Table 2. Small-molecule BCG mimics with potential antiviral effects.
Compound
|
Score†
|
Description
|
Validation‡
|
prostratin
|
98.65
|
PKC activator
|
Antiviral[21]
|
ingenol
|
98.52
|
PKC activator
|
Antiviral[20]
|
raltegravir
|
97.85
|
HIV integrase inhibitor
|
Antiviral[54]
|
emetine
|
97.25
|
Protein synthesis inhibitor
|
SARS-CoV-2[25]
|
phorbol-12-myristate-13-acetate
|
96.72
|
PKC activator
|
Antiviral[23,24]
|
mebendazole
|
95.32
|
Tubulin inhibitor
|
Antiviral[55]
|
lopinavir
|
95.06
|
HIV protease inhibitor
|
SARS-CoV-2[25,26]
|
MST-312
|
95.04
|
Telomerase inhibitor
|
Antiviral[23,24,26]
|
narciclasine
|
94.71
|
Coflilin signaling pathway activator
|
Antiviral[27]
|
verrucarin-a
|
94.51
|
Protein synthesis inhibitor
|
Antiviral[56]
|
anisomycin
|
94.40
|
DNA synthesis inhibitor
|
Corona viruses[57]
|
azacitidine
|
94.29
|
DNA methyltransferase inhibitor
|
Antiviral[58]
|
cytochalasin-b
|
93.90
|
Microtubule inhibitor
|
Antiviral[59]
|
cephaeline
|
93.88
|
Protein synthesis inhibitor
|
Antiviral[60]
|
homoharringtonine
|
93.42
|
Protein synthesis inhibitor
|
Antiviral[61]
|
ruxolitinib
|
92.81
|
JAK inhibitor
|
COVID-19 CT§
|
HU-211
|
92.64
|
Glutamate receptor antagonist
|
Unknown
|
vinblastine
|
92.36
|
Microtubule inhibitor
|
Unknown
|
RO-28-1675
|
92.12
|
Glucokinase activator
|
Unknown
|
vincristine
|
91.61
|
Tubulin inhibitor
|
Unknown
|
†Score refer to the CMap score.
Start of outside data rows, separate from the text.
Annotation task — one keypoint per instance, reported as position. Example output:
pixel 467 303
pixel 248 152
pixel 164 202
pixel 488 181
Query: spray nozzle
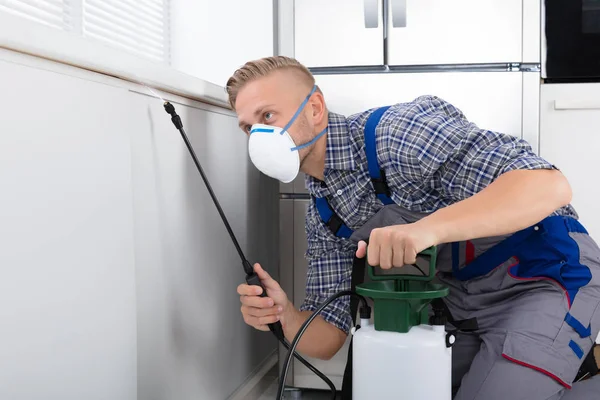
pixel 174 117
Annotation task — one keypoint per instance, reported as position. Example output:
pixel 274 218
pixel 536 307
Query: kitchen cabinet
pixel 423 32
pixel 336 33
pixel 492 100
pixel 570 139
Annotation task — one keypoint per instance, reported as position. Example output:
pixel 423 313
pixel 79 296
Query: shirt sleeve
pixel 329 271
pixel 440 150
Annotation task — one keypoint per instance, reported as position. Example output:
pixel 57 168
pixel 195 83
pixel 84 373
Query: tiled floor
pixel 295 394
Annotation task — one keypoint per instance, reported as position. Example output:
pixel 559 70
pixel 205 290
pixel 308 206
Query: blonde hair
pixel 260 68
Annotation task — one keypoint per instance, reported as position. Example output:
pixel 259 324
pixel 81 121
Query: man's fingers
pixel 265 278
pixel 386 252
pixel 398 256
pixel 247 290
pixel 260 322
pixel 260 312
pixel 373 249
pixel 255 301
pixel 271 319
pixel 362 249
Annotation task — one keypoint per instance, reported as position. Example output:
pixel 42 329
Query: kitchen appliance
pixel 483 56
pixel 571 41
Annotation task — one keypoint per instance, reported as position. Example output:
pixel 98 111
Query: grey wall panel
pixel 193 342
pixel 118 279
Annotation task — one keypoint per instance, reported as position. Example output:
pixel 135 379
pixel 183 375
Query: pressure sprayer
pixel 396 356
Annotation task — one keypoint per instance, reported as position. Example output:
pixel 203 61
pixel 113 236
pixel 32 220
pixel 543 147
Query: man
pixel 516 259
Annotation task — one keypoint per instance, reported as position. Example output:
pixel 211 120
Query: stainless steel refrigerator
pixel 481 55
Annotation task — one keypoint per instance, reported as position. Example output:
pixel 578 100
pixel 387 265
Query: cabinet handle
pixel 371 9
pixel 398 13
pixel 577 105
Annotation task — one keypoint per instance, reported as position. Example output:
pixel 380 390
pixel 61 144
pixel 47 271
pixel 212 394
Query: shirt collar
pixel 338 154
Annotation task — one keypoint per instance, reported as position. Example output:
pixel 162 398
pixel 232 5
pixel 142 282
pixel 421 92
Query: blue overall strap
pixel 331 219
pixel 377 175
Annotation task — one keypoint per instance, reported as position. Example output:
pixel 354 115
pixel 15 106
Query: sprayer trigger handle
pixel 254 280
pixel 276 328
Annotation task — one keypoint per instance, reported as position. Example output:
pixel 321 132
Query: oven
pixel 571 40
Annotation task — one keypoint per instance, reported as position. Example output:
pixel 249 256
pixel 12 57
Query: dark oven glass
pixel 572 39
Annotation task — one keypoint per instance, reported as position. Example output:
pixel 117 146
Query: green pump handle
pixel 431 252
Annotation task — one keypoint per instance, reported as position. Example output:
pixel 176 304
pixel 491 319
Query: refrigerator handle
pixel 398 10
pixel 371 11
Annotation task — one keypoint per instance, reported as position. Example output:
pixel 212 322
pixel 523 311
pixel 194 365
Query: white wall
pixel 117 279
pixel 211 39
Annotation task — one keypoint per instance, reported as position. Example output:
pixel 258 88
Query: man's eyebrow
pixel 257 112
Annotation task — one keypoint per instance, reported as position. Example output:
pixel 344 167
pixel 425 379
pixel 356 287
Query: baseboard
pixel 260 379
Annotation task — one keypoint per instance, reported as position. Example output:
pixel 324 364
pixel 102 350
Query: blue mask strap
pixel 309 143
pixel 285 128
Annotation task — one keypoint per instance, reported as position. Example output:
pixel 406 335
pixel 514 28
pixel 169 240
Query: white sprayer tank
pixel 405 354
pixel 409 366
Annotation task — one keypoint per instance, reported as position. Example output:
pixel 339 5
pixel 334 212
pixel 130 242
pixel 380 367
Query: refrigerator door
pixel 422 32
pixel 570 117
pixel 337 33
pixel 492 100
pixel 286 266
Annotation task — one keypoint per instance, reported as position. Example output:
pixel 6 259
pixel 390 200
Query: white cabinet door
pixel 334 33
pixel 454 31
pixel 492 100
pixel 570 139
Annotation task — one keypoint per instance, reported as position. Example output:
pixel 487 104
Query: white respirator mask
pixel 273 151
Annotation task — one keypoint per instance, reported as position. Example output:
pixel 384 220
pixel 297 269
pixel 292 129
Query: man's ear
pixel 318 107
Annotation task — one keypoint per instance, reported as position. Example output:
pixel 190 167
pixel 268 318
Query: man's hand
pixel 259 311
pixel 397 245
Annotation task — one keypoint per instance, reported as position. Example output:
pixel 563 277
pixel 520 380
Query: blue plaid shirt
pixel 432 157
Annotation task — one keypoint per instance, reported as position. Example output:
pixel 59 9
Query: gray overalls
pixel 534 296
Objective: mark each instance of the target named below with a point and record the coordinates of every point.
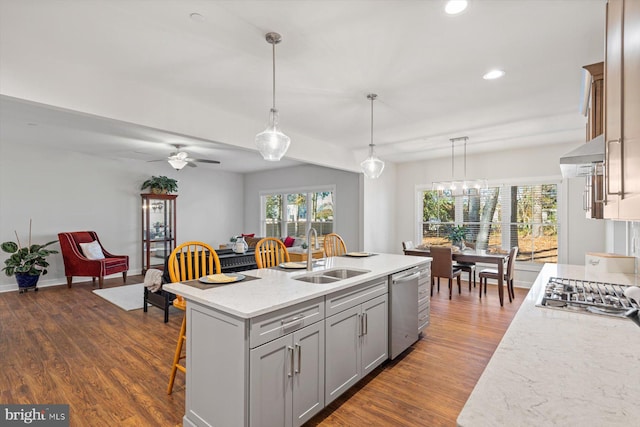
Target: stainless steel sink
(317, 279)
(344, 273)
(330, 276)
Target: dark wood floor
(111, 366)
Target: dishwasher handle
(406, 278)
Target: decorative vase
(26, 281)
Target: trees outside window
(292, 213)
(497, 218)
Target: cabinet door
(308, 368)
(630, 200)
(613, 108)
(375, 339)
(342, 354)
(271, 383)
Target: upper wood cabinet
(595, 117)
(622, 109)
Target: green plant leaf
(9, 247)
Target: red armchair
(76, 264)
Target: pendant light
(372, 166)
(271, 142)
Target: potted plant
(456, 235)
(27, 263)
(160, 185)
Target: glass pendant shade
(372, 166)
(271, 142)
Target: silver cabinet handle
(608, 189)
(599, 189)
(290, 322)
(290, 350)
(406, 278)
(366, 324)
(299, 348)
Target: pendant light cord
(371, 144)
(273, 46)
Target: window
(496, 219)
(292, 213)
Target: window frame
(308, 191)
(459, 218)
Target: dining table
(470, 255)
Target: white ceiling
(425, 66)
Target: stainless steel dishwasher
(403, 293)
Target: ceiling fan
(179, 159)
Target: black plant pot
(27, 281)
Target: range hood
(579, 162)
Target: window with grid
(293, 213)
(495, 219)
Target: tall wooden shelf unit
(158, 229)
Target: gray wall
(348, 196)
(66, 191)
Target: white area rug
(129, 297)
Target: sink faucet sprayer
(309, 252)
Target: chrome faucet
(309, 251)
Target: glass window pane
(322, 212)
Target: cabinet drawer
(270, 326)
(347, 298)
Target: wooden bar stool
(189, 261)
(181, 304)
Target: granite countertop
(277, 288)
(563, 368)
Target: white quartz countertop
(561, 368)
(276, 288)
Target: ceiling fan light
(272, 143)
(453, 7)
(177, 164)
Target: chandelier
(462, 187)
(372, 166)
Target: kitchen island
(559, 367)
(257, 349)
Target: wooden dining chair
(188, 261)
(442, 266)
(271, 252)
(492, 273)
(334, 245)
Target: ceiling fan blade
(206, 161)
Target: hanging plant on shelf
(160, 185)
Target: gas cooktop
(587, 296)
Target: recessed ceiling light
(453, 7)
(493, 74)
(196, 17)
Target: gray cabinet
(287, 378)
(356, 336)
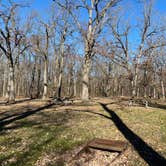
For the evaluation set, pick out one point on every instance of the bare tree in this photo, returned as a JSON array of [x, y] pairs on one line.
[[96, 11], [11, 38]]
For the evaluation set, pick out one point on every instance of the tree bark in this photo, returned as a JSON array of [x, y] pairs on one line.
[[163, 89], [5, 82], [11, 90], [85, 79], [45, 77]]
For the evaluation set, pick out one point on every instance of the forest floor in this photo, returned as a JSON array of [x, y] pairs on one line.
[[35, 132]]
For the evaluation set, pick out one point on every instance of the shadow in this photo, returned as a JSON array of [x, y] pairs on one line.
[[16, 102], [155, 105], [91, 112], [144, 150], [11, 118]]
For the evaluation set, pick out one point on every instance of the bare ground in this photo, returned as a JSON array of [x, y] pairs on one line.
[[36, 132]]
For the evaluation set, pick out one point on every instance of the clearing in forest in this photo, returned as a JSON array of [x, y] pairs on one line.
[[36, 132]]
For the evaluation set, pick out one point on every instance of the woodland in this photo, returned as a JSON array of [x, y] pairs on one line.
[[80, 70]]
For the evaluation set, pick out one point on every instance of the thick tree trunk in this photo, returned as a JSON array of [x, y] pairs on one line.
[[59, 86], [85, 79], [75, 87], [163, 89], [5, 94], [11, 90], [154, 92], [45, 76]]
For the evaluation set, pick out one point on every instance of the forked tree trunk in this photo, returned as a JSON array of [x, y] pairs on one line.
[[11, 90], [154, 92], [85, 79], [59, 86], [163, 89], [5, 94], [45, 92]]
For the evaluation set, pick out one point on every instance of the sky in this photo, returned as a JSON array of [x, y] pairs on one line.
[[131, 7]]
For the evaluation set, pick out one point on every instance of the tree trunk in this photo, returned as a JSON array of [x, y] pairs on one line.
[[154, 92], [163, 89], [11, 90], [45, 76], [75, 87], [85, 79], [59, 87], [5, 94]]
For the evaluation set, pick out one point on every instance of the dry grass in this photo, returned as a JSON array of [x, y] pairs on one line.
[[43, 136]]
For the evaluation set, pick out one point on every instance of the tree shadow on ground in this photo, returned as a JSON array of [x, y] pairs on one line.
[[144, 150], [156, 105], [18, 116]]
It represents the level of similarity between transcriptional effects induced by BCG and each of the compounds.
‡ Validation refers to the presence of any supporting evidence from the biomedical literature that the predicted BCG mimics have any antiviral activities. Antiviral means there is evidence that the compound is used as or has antiviral activity; SARS-CoV-2 means that the compound should antiviral activity against SARS-CoV-2; Corona viruses means that the compound showed antiviral activity against corona viruses other than SARS-CoV-2.
§ COVID-19 CT: there is evidence that the compound is being tested in clinical trials for COVID-19. There are 12 Studies found for Ruxolitinib in COVID-19 on clinicaltrials.gov.